Quello che sembra interessante da un punto di vista etimologico è comunque la testimonianza di Bonizone. Il vescovo di Sutri, sostenendo in prima battuta (cioè prima di entrare nell’interpretazione), che patarino significa straccione, pare voler offrire, lui lombardo che scrive a chi non è di quell’area linguistica, una traduzione del termine. Il lemma patarino potrebbe allora avere a che fare con un’espressione dialettale la cui radice è pattée, da cui deriva anche il termine “pattaro”, straccivendolo (questa era la strada percorsa nel Settecento dal Muratori che peraltro non conosceva l’opera di Bonizone). Se accogliamo la possibilità che i patarini siano coloro che erano appellati “straccioni”, da quanto abbiamo detto precedentemente sulla composizione del movimento, non possiamo pensare che quegli “straccioni” possano essere identificati con una massa di miserabili.
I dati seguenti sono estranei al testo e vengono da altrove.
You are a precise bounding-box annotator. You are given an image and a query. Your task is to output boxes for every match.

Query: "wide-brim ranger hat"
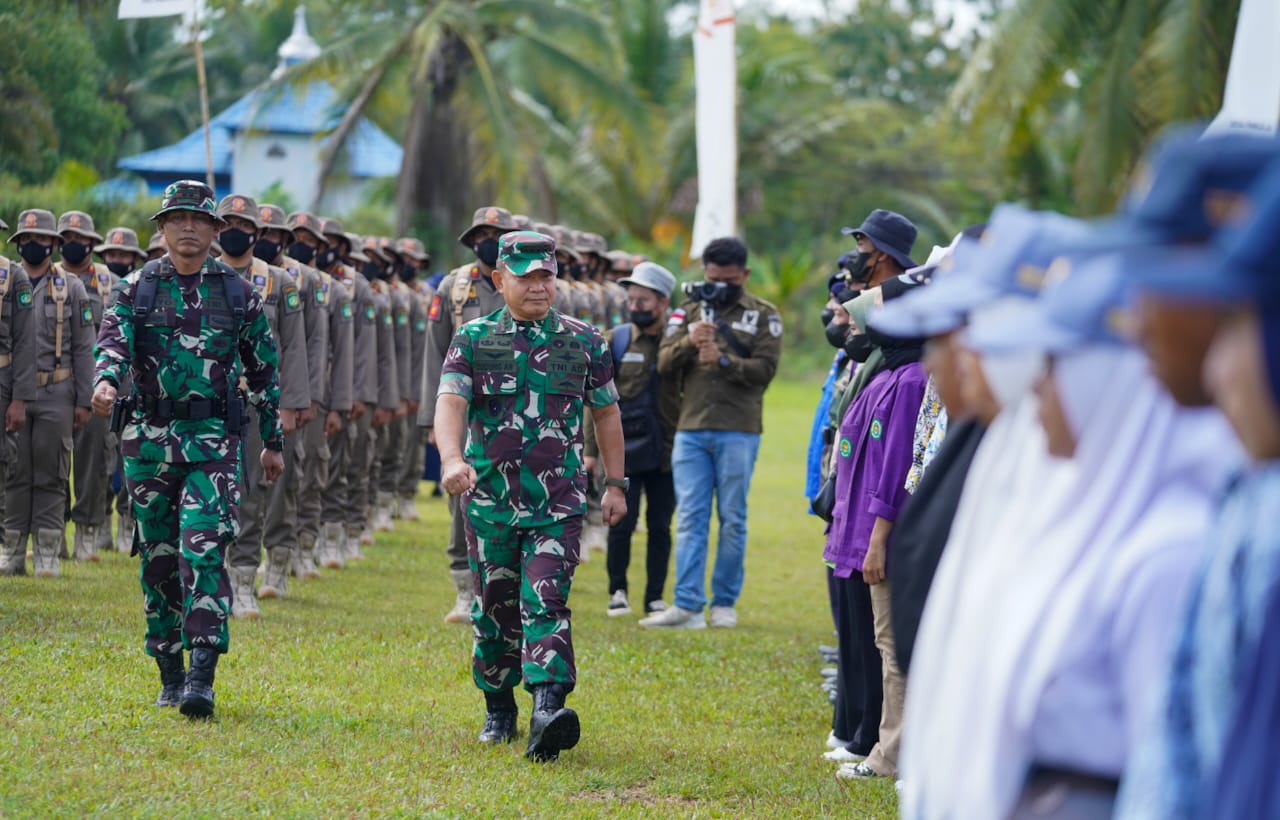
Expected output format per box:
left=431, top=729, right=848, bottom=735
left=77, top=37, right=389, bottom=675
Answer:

Si torna quindi nell’interpretazione e si aprono alcune possibilità. Il termine potrebbe aver indicato genericamente le masse popolari che oscillavano tra la sequela dei capi patarini o della parte avversa (Violante, La Pataria milanese, p. 198). Tale termine potrebbe invece essere stato rivolto a quei ceti emergenti di cui abbiamo detto che, attraverso il sostegno economico al movimento, esprimevano la loro affermazione. I nobili, sprezzantemente, avrebbero diffuso il termine per bollare come straccioni questi nuovi ricchi che pretendevano di cambiare la società milanese (Golinelli, La Pataria, p. 57). Se invece respingiamo completamente la lettura che vede nei patarini una realtà sociale – in questo caso sarebbe opportuno mettere l’attenzione sulla stessa interpretazione di Bonizone – straccione potrebbe significare umile, in opposizione a quella Chiesa ambrosiana che, ricca di sé, non accettava la guida di Roma, cosa che facevano invece gli umili patarini, per questo trattati da pannosi, straccioni (Cracco, Pataria: opus e nomen, p. 377-378).

Il significato del temine resta comunque incerto e a livello storiografico la questione rimane aperta.